Dr. Lange's research has made significant contributions to the field of single-cell genomics through the development of innovative computational tools that unravel complex biological processes. During his doctoral studies at the Technical University of Munich under Professor Fabian Theis, he co-developed CellRank and moscot, two widely adopted computational frameworks that have become essential resources for biologists worldwide seeking to understand factors driving cell fate decisions in both health and disease. His current work focuses on moslin, a groundbreaking computational method that integrates lineage tracing with gene expression data to map cellular trajectories across time points, which has shown exceptional performance in analyzing C. elegans embryonic development and zebrafish heart regeneration. This tool overcomes limitations of previous approaches by simultaneously leveraging both intra-individual lineage relations and inter-individual gene expression similarity, enabling researchers to decipher complex state change trajectories from destructive single-cell experiments.
Dr. Lange's research excellence has been recognized with multiple prestigious awards, including the Helmholtz Software Award, the Rainer-Rudolph Prize, and most notably the competitive EMBO Postdoctoral Fellowship that supports his current work.
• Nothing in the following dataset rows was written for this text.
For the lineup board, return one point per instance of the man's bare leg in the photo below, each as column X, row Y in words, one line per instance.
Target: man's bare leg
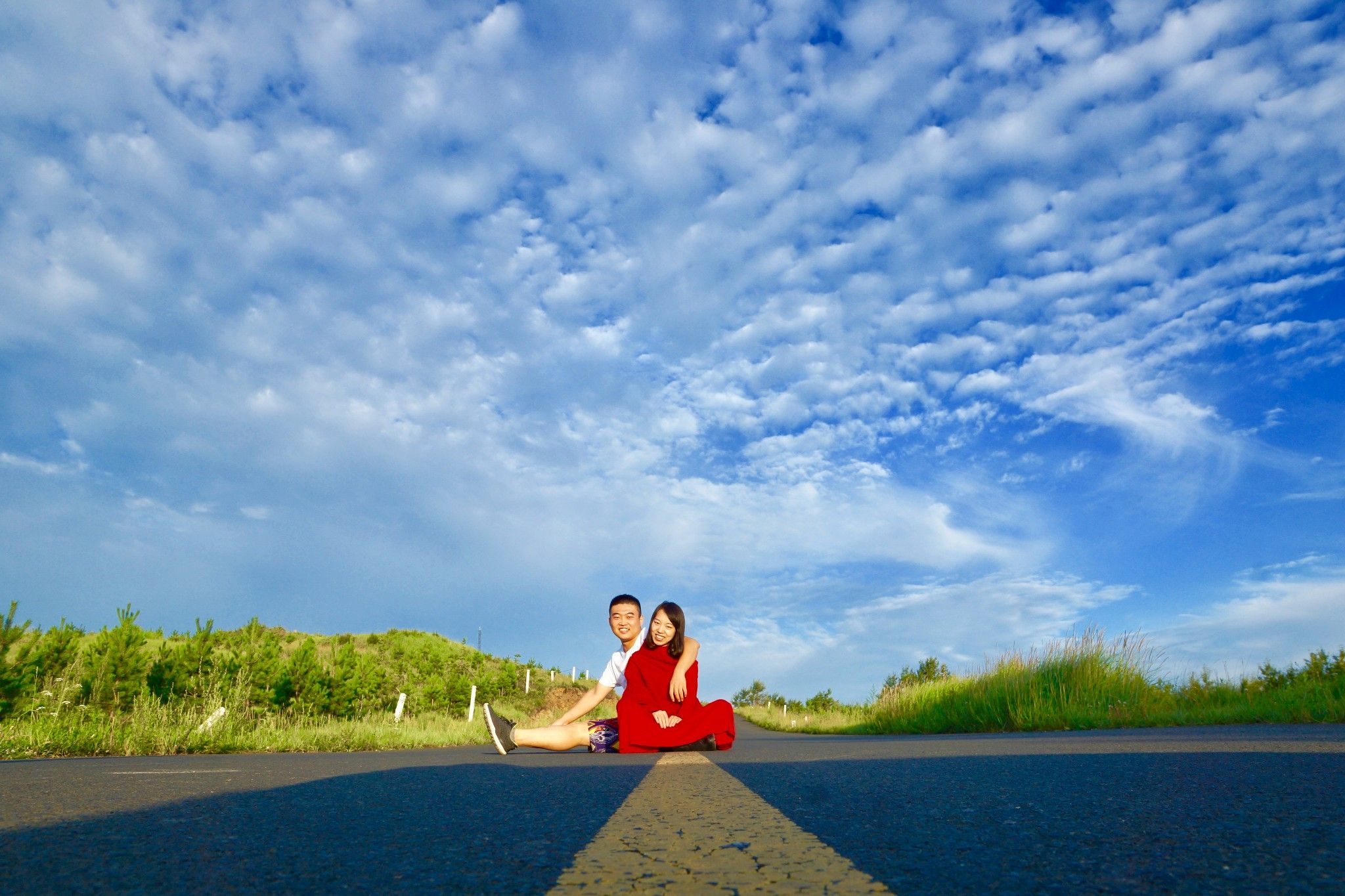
column 553, row 736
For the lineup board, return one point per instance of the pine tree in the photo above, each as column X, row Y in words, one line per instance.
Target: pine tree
column 15, row 671
column 116, row 662
column 304, row 685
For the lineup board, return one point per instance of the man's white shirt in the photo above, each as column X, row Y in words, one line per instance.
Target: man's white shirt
column 613, row 676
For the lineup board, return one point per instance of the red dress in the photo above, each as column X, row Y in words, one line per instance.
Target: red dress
column 648, row 676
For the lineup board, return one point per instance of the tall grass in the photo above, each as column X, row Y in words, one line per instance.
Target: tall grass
column 129, row 691
column 1084, row 681
column 152, row 727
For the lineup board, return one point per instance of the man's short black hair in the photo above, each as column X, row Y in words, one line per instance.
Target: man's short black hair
column 626, row 598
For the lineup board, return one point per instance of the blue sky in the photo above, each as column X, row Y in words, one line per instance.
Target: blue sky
column 864, row 331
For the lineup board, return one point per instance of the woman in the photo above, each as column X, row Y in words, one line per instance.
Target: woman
column 649, row 719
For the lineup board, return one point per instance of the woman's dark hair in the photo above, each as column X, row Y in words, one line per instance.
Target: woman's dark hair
column 678, row 620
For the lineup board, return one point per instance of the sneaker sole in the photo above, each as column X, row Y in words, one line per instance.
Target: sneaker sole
column 490, row 727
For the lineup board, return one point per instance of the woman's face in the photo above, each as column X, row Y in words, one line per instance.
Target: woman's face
column 662, row 629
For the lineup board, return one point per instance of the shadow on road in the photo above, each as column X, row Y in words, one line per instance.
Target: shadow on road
column 458, row 828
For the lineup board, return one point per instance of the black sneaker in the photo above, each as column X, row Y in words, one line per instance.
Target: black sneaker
column 500, row 729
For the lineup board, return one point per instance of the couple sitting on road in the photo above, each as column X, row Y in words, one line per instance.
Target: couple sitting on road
column 658, row 710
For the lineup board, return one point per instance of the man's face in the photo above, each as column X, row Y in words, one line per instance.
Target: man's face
column 626, row 621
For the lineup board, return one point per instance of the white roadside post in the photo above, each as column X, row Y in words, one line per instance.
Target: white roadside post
column 210, row 723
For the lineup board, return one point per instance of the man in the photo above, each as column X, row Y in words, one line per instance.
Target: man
column 599, row 735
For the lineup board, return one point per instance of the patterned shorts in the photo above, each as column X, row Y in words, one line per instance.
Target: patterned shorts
column 603, row 735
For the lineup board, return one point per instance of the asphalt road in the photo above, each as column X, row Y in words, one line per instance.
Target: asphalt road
column 1208, row 811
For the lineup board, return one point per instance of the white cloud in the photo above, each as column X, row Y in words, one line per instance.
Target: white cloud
column 1283, row 613
column 584, row 295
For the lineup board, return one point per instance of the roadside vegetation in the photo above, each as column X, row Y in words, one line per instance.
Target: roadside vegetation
column 131, row 691
column 1086, row 681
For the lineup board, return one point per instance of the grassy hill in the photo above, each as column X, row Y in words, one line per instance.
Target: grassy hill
column 129, row 691
column 1079, row 683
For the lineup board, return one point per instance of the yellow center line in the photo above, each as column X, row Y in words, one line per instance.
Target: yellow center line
column 693, row 826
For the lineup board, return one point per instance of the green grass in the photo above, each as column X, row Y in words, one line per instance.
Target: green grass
column 131, row 691
column 152, row 727
column 1079, row 683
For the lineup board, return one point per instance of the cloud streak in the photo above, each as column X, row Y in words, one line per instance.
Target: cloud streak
column 552, row 300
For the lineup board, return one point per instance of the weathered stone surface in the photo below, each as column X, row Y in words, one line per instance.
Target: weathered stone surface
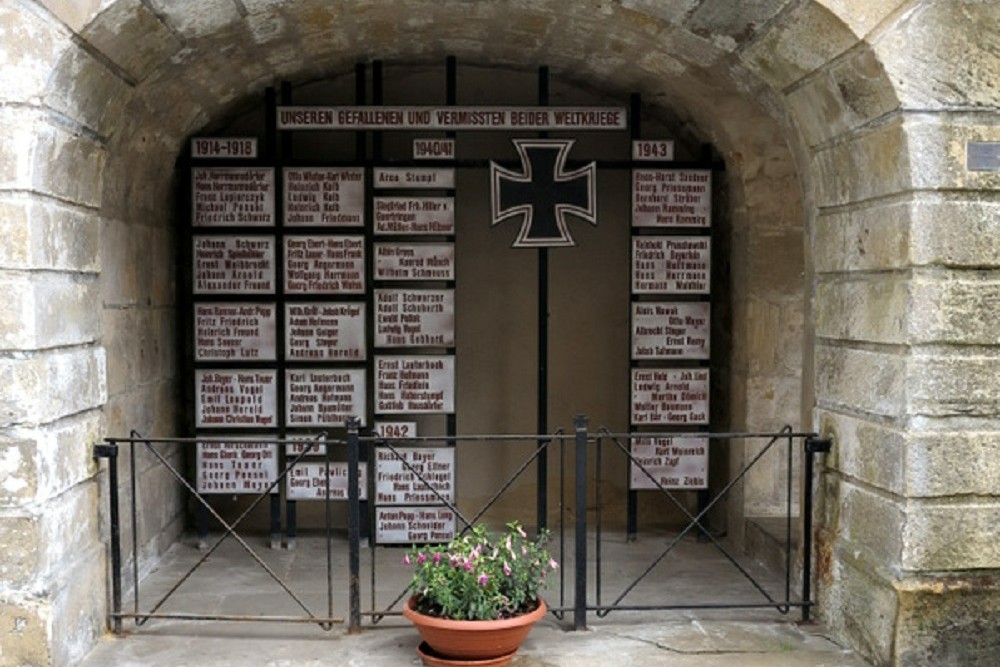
column 780, row 55
column 949, row 621
column 953, row 385
column 872, row 163
column 111, row 33
column 40, row 234
column 871, row 382
column 872, row 453
column 31, row 44
column 871, row 308
column 970, row 236
column 843, row 97
column 952, row 536
column 25, row 630
column 955, row 307
column 874, row 237
column 958, row 62
column 44, row 387
column 952, row 464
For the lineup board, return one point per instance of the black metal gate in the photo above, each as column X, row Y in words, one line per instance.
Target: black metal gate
column 583, row 587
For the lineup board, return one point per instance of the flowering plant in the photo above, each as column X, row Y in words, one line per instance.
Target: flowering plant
column 481, row 575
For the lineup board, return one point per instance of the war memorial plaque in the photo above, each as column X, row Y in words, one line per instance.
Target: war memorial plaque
column 307, row 481
column 414, row 318
column 673, row 462
column 410, row 525
column 324, row 396
column 414, row 261
column 662, row 330
column 323, row 331
column 232, row 197
column 415, row 384
column 671, row 198
column 671, row 396
column 233, row 264
column 234, row 331
column 236, row 467
column 413, row 178
column 324, row 265
column 414, row 215
column 671, row 264
column 397, row 483
column 317, row 196
column 244, row 398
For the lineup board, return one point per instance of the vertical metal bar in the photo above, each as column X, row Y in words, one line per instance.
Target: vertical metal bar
column 580, row 558
column 542, row 469
column 812, row 447
column 111, row 453
column 353, row 523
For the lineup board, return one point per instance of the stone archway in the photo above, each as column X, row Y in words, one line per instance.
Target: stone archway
column 839, row 139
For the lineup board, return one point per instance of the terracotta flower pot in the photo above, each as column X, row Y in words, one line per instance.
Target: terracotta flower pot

His scientific approach combines rigorous mathematical frameworks with biological insight to study dynamical processes including development, regeneration, and reprogramming, with particular focus on understanding human brain development through organoid model systems. At ETH Zurich, he is developing sophisticated computational models to integrate spatio-temporal data across multiple molecular modalities, aiming to uncover the regulatory relationships that govern human development. As a passionate advocate for open science, Dr. Lange ensures all his computational tools are publicly available on GitHub, fostering collaboration and accelerating discovery across the global research community as he continues to pioneer new methodologies for understanding life's most complex biological processes.